Elfriede Jelinek, La pianiste.
Le texte est composé de deux parties. Au premier abord, la lecture semble difficile, voire impossible. On déteste. L’auteur a une écriture extrêmement particulière, irritante, et elle en joue, force le trait, cherche à perdre son lecteur dans des phrases en forme de labyrinthe, difficiles en français, impossibles en Allemand, les focalisations changent, sont imprécises, aussi floues que les personnages dont il s’agit ou que le temps qui est rapporté, le lecteur tâtonne dans une grande pièce noire et glaciale. Très vite, une envie le prend et se fait pressante : sortir.
Cette seule raison ; le fait que le livre soit absolument détestable et illisible, pousse le lecteur à pousser plus loin la lecture, à se forcer à se trouver à l’aise dans cette pièce sombre et gelée. Ca n’est pas tous les jours qu’un livre nous déstabilise à ce point dans notre petit confort. On persiste, on cherche à rassembler, non pas tant à comprendre, mais à emmagasiner les informations, à s’imprégner du récit, le recevoir simplement, on verra après ce qu’on en fait.

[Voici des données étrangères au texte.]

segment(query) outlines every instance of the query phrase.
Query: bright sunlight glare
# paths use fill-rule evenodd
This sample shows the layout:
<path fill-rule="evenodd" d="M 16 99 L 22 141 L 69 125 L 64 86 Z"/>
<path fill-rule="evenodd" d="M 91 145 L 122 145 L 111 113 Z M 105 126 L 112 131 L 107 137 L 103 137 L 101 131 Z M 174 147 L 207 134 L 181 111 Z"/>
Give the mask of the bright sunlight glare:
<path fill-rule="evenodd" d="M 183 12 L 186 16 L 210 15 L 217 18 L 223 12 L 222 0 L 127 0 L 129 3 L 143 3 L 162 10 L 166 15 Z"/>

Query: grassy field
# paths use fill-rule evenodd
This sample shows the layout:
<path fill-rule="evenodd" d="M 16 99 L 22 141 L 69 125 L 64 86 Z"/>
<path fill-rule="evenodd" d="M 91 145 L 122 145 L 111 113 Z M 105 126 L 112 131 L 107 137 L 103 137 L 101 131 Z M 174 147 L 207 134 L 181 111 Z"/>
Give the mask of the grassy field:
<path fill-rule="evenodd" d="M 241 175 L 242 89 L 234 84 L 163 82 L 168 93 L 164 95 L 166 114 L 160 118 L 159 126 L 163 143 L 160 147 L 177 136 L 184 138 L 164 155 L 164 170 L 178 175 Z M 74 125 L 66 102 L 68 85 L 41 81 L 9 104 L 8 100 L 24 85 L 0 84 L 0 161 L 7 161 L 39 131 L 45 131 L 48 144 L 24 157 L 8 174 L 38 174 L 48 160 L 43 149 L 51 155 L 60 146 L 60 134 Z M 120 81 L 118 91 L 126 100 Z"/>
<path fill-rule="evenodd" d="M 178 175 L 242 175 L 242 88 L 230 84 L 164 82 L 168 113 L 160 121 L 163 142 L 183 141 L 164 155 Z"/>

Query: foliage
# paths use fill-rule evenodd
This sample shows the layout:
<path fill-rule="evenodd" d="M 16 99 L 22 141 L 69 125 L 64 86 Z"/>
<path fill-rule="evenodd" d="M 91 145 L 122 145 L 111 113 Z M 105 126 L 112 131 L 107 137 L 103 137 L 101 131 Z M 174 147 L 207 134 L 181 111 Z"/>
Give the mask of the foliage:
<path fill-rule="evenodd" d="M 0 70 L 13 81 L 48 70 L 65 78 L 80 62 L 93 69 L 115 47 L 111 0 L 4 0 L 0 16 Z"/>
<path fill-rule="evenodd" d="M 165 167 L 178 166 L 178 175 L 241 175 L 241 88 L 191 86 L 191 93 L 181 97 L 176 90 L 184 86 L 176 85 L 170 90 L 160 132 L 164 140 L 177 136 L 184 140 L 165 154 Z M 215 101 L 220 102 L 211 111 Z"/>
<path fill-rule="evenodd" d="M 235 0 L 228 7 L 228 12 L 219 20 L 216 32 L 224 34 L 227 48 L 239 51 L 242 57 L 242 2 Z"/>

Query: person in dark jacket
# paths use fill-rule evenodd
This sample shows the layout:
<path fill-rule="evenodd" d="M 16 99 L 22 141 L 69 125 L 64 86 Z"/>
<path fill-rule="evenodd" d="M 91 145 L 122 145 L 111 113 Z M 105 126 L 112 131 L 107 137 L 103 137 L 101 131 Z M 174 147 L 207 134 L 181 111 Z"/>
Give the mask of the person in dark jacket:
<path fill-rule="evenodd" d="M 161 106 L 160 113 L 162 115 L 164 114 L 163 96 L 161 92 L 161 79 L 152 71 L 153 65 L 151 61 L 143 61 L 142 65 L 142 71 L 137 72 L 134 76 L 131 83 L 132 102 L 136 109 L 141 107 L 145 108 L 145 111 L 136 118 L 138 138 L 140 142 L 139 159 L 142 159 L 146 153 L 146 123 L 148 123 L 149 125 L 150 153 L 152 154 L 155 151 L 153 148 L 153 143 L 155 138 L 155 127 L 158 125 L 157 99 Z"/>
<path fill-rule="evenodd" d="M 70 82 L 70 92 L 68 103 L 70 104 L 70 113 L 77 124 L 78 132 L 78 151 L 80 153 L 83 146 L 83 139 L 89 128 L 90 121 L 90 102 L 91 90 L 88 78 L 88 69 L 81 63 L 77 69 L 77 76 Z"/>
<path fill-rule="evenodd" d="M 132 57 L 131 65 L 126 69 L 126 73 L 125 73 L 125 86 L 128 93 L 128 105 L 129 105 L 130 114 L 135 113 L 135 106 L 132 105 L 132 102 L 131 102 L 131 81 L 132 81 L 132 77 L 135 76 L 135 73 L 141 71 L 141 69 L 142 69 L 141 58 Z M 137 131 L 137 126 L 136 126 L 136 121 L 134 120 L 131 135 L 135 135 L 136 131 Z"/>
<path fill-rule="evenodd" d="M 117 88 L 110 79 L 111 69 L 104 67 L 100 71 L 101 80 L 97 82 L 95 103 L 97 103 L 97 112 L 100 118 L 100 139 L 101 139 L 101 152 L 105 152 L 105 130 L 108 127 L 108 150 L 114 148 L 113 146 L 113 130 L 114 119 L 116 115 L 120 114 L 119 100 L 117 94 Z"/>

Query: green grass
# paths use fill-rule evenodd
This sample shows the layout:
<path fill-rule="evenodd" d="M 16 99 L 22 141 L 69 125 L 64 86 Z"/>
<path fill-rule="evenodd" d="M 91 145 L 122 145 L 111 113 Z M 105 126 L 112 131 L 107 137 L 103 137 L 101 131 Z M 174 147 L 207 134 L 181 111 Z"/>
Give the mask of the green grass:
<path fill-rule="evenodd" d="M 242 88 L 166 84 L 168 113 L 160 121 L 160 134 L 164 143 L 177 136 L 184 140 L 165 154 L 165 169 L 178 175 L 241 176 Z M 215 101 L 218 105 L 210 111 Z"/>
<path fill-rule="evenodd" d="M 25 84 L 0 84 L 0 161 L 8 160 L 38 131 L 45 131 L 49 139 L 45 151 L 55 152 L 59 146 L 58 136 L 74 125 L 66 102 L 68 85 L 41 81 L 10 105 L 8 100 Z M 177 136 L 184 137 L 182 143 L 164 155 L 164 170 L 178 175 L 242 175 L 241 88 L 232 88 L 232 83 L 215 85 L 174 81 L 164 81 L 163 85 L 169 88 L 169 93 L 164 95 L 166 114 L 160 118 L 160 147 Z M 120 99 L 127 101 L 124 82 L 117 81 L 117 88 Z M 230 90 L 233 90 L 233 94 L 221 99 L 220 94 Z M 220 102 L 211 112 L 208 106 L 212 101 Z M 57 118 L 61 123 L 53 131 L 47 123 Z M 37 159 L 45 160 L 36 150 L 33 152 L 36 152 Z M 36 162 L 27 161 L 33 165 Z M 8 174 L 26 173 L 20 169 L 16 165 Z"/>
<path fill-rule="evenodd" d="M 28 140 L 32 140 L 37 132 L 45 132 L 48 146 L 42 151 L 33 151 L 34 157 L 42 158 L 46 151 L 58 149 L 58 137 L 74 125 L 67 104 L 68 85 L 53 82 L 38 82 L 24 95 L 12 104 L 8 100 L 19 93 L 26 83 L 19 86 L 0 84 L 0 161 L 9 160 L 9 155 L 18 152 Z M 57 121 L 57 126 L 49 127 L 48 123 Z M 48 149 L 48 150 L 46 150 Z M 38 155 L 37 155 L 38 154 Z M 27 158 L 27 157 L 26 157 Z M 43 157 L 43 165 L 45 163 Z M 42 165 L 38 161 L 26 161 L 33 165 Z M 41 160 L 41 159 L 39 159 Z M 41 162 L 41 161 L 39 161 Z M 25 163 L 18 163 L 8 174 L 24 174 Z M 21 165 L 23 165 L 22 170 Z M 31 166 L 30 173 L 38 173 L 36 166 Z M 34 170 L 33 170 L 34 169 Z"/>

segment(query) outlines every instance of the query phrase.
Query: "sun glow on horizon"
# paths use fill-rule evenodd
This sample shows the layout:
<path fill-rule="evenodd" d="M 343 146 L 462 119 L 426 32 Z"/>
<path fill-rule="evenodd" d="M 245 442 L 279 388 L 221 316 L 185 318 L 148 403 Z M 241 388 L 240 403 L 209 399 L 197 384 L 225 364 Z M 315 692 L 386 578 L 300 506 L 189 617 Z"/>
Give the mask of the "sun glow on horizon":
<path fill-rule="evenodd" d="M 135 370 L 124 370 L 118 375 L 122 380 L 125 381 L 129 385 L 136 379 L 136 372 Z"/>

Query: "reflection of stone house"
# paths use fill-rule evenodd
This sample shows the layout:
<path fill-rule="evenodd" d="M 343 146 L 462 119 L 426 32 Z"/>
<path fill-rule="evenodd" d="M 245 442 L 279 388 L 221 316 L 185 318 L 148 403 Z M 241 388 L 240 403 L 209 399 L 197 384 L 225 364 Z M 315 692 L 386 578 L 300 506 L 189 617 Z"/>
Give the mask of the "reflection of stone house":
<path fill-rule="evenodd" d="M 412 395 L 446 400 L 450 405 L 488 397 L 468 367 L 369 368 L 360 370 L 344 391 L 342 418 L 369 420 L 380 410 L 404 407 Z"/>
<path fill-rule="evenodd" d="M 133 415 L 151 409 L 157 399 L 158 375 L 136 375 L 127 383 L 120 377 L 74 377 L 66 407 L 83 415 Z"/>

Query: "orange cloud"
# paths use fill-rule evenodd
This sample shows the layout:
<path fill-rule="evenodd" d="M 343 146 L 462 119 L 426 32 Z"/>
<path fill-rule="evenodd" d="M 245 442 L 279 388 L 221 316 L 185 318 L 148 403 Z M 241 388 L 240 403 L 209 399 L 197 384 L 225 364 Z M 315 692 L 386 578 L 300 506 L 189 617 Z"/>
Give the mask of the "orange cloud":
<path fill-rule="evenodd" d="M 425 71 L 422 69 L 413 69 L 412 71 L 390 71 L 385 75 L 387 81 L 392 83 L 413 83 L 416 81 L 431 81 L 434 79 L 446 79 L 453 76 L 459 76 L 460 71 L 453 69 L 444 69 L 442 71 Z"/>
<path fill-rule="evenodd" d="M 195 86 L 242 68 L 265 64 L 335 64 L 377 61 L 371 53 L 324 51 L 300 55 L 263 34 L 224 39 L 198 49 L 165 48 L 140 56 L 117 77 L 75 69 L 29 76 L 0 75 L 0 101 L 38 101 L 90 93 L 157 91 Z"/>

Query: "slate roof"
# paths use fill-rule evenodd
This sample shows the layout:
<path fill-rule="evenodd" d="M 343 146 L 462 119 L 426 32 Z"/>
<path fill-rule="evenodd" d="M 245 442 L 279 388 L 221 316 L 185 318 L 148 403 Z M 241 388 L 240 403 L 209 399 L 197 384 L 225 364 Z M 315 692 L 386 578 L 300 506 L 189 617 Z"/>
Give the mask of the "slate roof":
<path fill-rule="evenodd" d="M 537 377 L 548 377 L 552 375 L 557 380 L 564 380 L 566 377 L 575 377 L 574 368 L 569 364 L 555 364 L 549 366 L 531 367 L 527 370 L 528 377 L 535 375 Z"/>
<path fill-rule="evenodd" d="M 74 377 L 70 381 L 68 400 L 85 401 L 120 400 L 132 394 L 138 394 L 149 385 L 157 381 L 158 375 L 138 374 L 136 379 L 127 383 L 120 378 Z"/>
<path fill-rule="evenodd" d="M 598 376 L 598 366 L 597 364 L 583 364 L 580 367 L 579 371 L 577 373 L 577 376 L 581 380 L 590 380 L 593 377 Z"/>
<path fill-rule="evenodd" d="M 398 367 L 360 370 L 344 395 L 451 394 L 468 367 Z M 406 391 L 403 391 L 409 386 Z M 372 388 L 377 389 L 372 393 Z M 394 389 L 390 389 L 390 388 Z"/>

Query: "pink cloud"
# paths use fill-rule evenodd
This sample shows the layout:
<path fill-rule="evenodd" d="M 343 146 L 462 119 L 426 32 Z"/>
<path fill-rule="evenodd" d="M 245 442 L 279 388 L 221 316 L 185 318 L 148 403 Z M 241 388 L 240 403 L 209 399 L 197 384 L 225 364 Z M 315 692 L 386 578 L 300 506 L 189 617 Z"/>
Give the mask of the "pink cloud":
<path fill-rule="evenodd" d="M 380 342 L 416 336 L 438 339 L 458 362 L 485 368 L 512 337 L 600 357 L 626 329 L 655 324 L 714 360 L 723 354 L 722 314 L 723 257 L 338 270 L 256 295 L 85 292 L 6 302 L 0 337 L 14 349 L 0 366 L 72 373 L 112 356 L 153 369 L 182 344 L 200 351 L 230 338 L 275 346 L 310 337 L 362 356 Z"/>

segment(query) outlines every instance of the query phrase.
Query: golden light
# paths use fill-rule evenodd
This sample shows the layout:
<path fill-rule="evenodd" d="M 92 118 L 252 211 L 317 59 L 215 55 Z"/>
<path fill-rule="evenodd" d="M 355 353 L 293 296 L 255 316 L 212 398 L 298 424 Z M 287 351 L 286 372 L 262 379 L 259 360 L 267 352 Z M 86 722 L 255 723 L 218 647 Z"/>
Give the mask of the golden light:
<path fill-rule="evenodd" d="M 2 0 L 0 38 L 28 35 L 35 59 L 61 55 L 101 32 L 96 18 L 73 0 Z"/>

Et on a raison de s’être accroché, de ne pas avoir pris un air dégoûté devant ce qui ne nous est pas habituel, c’est ce dont on se rend compte à la seconde partie où la narration se fait plus conventionnelle et où tout ce qui nous a été jeté sans ordre ni forme dans la première partie prend sens, se révèle comme les photos sur le papier (enfin si quelqu’un voit encore de quoi je veux parler). Jelinek n’a pas décrit son personnage, elle l’a fait ressentir, comprendre à son lecteur, elle le lui a offert, elle lui a donné un corps et l’a fait haïr de nous, bons lecteurs, et maintenant qu’elle a réussi à construire cela, elle le détruit. Et de nouveau, on est choqué. Avec ça, une description et une réflexion sur l'art, sur l'être, d'une profondeur formidable.
« Destruction », c’est un mot qui pourrait parfaitement résumer le roman, si toutefois on n’oublie pas de lui adjoindre « dévoration ». C’est donc un livre très pesant, difficile, en un mot, désagréable à l’extrême, et pour cette raison, agréable à l’extrême. Comme je l’ai dit, c’est un livre qui choque. Tant par sa forme, inhabituelle, sèche au premier abord, que par son contenu, à donner la nausée par moments. La lecture n’est pas gentillette et tranquille, on ne sort pas de là sans avoir été bousculé (à moins d’avoir de sérieux problèmes psychologiques), et ça, c’est suffisamment rare pour être signale. Du point de vue de la langue, c’est difficile, disons le, mais sans doute moins en français qu’en Allemand. Certaines difficultés à la lecture m’ont fait m’interroger : tournure particulièrement malhabile, faute ou traduction du texte allemand lui-même très tordu ? Pour avoir eu à traduire un passage de ce livre, pourtant pas le plus difficile, je ne dirais pas que la traduction est mauvaise, et quand parfois certaines phrases me semblent « contre nature », je prends le parti de voir ça comme un choix d’écriture de l’auteur, ça fait réellement partie du livre.
Vous l’aurez donc compris, un livre dur dans tous les sens du termes, mas qu’il ne faut surtout pas éviter pour cette raison, il faut forcer sa lecture pour finalement s’apercevoir du monument formidable à côté duquel on a failli passer par manque de courage ! Ouf ! S’il y avait plus de livres comme celui là, je me demanderais moins souvent si, en fin de compte, la littérature a un quelconque intérêt.